On April 13, 1888, Alfred Nobel picked up a French newspaper and saw a headline announcing that he had just died. He didn't find the error amusing (it was his brother who had passed away). But when he continued reading and saw the text of his own obituary, it left him despondent. It began: Le marchand de la mort est mort ("The merchant of death is dead") and went on to say, "Dr. Alfred Nobel, who became rich by finding ways to kill more people faster than ever before, died yesterday." Alfred Nobel was the inventor of dynamite.

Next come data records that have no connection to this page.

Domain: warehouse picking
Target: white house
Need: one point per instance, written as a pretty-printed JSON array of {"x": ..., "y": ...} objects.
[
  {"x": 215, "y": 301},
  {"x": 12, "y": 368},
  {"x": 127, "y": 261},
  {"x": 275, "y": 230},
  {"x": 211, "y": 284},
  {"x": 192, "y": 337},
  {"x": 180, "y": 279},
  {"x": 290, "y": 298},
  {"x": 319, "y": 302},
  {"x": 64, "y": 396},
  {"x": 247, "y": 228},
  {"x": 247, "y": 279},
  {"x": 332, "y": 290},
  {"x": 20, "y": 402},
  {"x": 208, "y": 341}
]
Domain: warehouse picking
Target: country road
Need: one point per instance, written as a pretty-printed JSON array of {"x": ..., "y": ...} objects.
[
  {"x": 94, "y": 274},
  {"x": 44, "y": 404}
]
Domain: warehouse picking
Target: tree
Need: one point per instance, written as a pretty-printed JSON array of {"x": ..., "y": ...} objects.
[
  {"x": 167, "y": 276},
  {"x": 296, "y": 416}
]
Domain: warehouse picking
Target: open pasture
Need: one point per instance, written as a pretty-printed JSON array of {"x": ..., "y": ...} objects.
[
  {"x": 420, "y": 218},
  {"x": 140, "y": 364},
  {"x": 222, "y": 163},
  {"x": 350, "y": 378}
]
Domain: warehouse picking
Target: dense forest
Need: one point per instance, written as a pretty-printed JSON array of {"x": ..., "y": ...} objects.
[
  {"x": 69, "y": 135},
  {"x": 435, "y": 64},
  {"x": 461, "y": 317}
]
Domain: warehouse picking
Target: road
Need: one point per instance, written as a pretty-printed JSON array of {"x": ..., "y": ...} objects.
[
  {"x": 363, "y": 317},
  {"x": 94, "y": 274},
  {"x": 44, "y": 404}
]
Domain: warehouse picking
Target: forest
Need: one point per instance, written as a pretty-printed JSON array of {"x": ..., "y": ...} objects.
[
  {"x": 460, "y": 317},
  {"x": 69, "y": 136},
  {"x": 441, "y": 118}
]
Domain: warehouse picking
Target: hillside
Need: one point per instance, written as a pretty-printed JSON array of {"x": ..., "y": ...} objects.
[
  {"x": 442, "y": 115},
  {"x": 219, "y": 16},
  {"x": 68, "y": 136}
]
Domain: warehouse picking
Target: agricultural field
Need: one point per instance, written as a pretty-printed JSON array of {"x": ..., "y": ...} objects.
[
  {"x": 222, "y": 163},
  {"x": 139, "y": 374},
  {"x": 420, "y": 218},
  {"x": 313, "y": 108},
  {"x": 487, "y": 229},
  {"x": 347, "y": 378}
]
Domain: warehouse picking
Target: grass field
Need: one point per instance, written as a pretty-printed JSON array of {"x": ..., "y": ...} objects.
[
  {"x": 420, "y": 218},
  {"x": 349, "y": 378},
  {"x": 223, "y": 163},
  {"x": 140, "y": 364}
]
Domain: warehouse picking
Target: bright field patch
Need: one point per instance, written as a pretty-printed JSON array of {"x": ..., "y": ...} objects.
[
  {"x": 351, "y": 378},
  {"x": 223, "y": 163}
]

Over the next few years, Nobel reflected on how he wanted to be remembered, and decided to change his will. When he died in 1896 at the age of 63, the public was amazed to learn that he had designated over 90 percent of his considerable fortune to the creation of a series of prizes for those who confer the "greatest benefit on mankind" in such areas as chemistry, physics, literature, medicine and peace. The first Nobel prizes were awarded in 1901.
Fortunately, none of us is likely to read our own obituary. But it's worth pondering the question: How do you want to be remembered? Or, more to the point of these columns, how do you want people to remember you as a leader and manager?
I've asked some of my students that question and their answers vary:
"I want to be remembered for my creativity."
"I want people to recall how much I cared about the agency and its mission."
"What's most important to me are the programs I created and their impact on others."
Here's another way to consider your legacy at work: Who have you helped to become a future leader? In today's wildly chaotic organizational environment, it's often very difficult to see the difference we have made at the end of a day (or a month or a year). But leaders can make a huge difference in the lives of the people they work with, and helping someone develop into a strong manager and leader is both visible and highly satisfying. Leaders who see part of their role as being a coach, mentor and teacher can have a profound impact on the people around them.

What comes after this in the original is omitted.